Daher ist nach § 28 Abs 1 zweiter Satz SMG (nur) zu bestrafen, wer Opiummohn, den Kokastrauch oder die Cannabispflanze zum Zweck der Gewinnung einer die Grenzmenge (§ 28b SMG) übersteigenden Menge Suchtgift mit dem Vorsatz anbaut, dass es in Verkehr gesetzt werde.

Konstatierungen zu einer solchen Intention des Angeklagten traf das Schöffengericht nicht.

Zudem liegen keine Feststellungen über eine mengenbezogene Willensausrichtung vor. Insoweit gilt das oben zu 1.1. Ausgeführte in gleicher Weise für den Anbau von Pflanzen zwecks Gewinnung einer die Grenzmenge übersteigenden Suchtgiftmenge (vgl Schwaighofer in WK2 SMG § 28 Rz 20). Bedingter Vorsatz genügt, wie angesichts der in § 28 Abs 1 zweiter Satz SMG gebrauchten Wendung „zum Zweck“ klargestellt sei (EBRV SMG‑Nov 2007, 11), geht aber aus den Entscheidungsgründen nicht hervor (vgl US 3).

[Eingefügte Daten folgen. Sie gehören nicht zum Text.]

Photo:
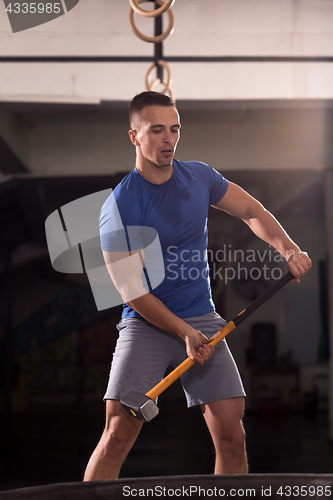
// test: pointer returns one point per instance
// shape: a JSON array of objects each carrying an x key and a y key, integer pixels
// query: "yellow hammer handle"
[{"x": 185, "y": 365}]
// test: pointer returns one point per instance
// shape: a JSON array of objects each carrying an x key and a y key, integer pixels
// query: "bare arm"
[
  {"x": 239, "y": 203},
  {"x": 126, "y": 273}
]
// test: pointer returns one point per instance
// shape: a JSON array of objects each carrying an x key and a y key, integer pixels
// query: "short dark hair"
[{"x": 148, "y": 98}]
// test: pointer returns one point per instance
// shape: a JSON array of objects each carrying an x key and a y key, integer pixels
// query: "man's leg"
[
  {"x": 224, "y": 421},
  {"x": 120, "y": 433}
]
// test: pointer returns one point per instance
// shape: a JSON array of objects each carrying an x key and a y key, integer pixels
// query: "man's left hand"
[{"x": 298, "y": 264}]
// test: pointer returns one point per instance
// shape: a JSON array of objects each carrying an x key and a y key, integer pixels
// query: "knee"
[
  {"x": 118, "y": 437},
  {"x": 233, "y": 440}
]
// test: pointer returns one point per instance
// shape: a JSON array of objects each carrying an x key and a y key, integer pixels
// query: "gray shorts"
[{"x": 144, "y": 352}]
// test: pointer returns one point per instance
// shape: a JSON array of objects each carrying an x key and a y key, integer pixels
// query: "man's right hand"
[{"x": 197, "y": 348}]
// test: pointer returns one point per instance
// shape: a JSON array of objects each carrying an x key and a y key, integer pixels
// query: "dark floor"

Das Urteil ist daher auch in Ansehung des Schuldspruchs II./ mit Nichtigkeit nach Z 10 behaftet.

3. Zum Einziehungsausspruch:

Eine Einziehung setzt voraus, dass diese vorbeugende Maßnahme nach der besonderen Beschaffenheit des Gegenstands geboten erscheint, um der Begehung mit Strafe bedrohter Handlungen durch den Täter selbst oder durch andere Personen entgegenzuwirken. Dabei spricht das im § 26 StGB verwendete Wort „geboten“ die Deliktstauglichkeit des Gegenstands an (RIS-Justiz RS0121298; Ratz in WK2 § 26 Rz 6, 12; Schwaighofer in WK2 SMG § 34 Rz 12 f).

Den Entscheidungsgründen ist allerdings nicht zu entnehmen, um welche „Suchtmittelutensilien“ (US 2) es sich bei den eingezogenen handelt. Daher blieb auch die geforderte Deliktstauglichkeit offen, was Nichtigkeit des Einziehungsausspruchs nach Z 11 erster Fall begründet.

Das Einziehungserkenntnis war überdies in Bezug auf das „sichergestellte Suchtgift“ (US 2) aufzuheben, weil es insoweit den Gegenstand der Einziehung nicht determiniert (13 Os 67/11v).

Die aufgezeigten Rechtsfehler erforderten die Aufhebung des Urteils und die Verweisung der Sache an das Landesgericht Eisenstadt zu neuer Verhandlung und Entscheidung (§§ 285e erster Satz, 288 Abs 2 Z 3 zweiter Satz StPO). Hinsichtlich des Beschlusses nach §§ 50, 51 StGB (den das Erstgericht übrigens ohne gesetzliche Grundlage gemeinsam mit dem Urteil ausgefertigt hat) war demzufolge ebenso vorzugehen (§ 498 Abs 3 StPO).

Das Vorbringen des Beschwerdeführers bedurfte demnach keiner Erörterung. Er war mit seinen Rechtsmitteln auf die vorgenannte Entscheidung zu verweisen.

Im fortgesetzten Verfahren wird für den Fall, dass eine den Additionseffekt kontinuierlichen Erzeugens (Anklagepunkt I./) umfassende Intention des Angeklagten nicht festzustellen ist, womit § 27 Abs 1 Z 1 dritter Fall SMG in den Blick gerät, angesichts der bisher angenommenen Zeitspanne straffreien Verhaltens (von 1999 bis 2001) auf Verjährung der Strafbarkeit früherer Taten zu achten sein.

Sollte der für den Zeitraum Juli 2010 bis 4. Oktober 2010 inkriminierte Anbau von Cannabispflanzen (Anklagepunkt II./) ohne auf Inverkehrsetzen gerichteten Willen geschehen sein, kommt insoweit nur Strafbarkeit nach § 27 Abs 1 Z 2 (allenfalls Abs 2) SMG in Betracht.

In Betreff der erwähnten „Suchtmittelutensilien“ wird deren Deliktstauglichkeit zu prüfen sein. Einer davon unabhängigen Konfiskation (§ 19a StGB) stehen die §§ 1 und 61 StGB entgegen.